Confidence interval for LOWESS in Python


How would I calculate the confidence intervals for a LOWESS regression in Python? I would like to add these as a shaded region to the LOESS plot created with the following code (other packages than statsmodels are fine as well).

import numpy as np
import pylab as plt
import statsmodels.api as sm

x = np.linspace(0,2*np.pi,100)
y = np.sin(x) + np.random.random(100) * 0.2
lowess = sm.nonparametric.lowess(y, x, frac=0.1)

plt.plot(x, y, '+')
plt.plot(lowess[:, 0], lowess[:, 1])
plt.show()

I've added an example plot with confidence interval below from the webblog Serious Stats (it is created using ggplot in R).

enter image description here


Solution

  • LOESS doesn't have an explicit concept for standard error. It just doesn't mean anything in this context. Since that's out, your stuck with the brute-force approach.

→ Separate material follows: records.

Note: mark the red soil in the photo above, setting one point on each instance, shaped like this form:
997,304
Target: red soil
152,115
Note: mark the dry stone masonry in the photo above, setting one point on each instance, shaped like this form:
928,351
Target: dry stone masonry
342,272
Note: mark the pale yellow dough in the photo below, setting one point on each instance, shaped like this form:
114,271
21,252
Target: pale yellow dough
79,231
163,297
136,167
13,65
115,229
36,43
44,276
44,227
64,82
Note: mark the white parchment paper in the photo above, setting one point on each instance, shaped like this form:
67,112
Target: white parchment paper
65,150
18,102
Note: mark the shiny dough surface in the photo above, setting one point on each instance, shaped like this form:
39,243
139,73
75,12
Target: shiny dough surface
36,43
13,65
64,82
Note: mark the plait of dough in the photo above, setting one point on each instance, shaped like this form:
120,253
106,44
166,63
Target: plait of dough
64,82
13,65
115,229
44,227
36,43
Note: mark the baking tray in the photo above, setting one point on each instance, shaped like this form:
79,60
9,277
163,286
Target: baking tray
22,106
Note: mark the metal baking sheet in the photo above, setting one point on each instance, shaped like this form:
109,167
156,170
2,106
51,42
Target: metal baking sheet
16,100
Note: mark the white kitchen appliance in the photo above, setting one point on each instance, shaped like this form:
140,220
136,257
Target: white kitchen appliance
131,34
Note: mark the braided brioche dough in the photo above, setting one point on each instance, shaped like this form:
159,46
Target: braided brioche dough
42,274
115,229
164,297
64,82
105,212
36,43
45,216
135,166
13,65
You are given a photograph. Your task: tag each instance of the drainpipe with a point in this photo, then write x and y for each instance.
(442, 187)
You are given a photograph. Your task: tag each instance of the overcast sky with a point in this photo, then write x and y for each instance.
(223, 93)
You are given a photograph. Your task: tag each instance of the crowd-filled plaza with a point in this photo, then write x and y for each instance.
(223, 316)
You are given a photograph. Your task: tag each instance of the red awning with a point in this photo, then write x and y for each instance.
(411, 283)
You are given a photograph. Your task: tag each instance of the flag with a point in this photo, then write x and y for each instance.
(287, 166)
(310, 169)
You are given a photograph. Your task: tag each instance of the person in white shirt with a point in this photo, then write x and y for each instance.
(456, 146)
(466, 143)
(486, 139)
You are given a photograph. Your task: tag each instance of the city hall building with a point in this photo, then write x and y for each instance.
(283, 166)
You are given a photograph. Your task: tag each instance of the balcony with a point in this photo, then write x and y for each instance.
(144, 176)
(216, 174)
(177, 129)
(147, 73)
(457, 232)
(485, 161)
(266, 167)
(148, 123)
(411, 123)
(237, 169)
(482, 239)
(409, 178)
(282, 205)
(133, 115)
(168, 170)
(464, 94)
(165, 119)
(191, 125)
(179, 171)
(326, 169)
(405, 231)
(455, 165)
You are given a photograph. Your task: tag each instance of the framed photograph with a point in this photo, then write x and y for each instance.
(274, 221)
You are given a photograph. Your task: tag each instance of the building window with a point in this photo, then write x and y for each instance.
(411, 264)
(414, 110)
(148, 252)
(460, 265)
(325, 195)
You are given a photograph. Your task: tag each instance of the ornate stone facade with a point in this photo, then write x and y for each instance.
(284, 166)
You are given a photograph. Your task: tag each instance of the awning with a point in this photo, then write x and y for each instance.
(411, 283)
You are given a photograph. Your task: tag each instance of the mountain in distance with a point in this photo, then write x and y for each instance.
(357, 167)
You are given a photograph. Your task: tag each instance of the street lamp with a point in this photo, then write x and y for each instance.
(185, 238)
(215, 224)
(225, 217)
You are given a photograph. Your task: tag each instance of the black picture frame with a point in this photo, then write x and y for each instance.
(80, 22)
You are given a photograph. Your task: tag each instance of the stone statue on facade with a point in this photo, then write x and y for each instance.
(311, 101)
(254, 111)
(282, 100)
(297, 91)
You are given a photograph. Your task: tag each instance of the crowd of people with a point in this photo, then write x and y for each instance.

    Bootstrap your data. Your going to fit a LOESS curve to the bootstrapped data. See the middle of this page to find a pretty picture of what your doing. http://statweb.stanford.edu/~susan/courses/s208/node20.html

    enter image description here

    Once you have your large number of different LOESS curves, you can find the top and bottom Xth percentile.

    enter image description here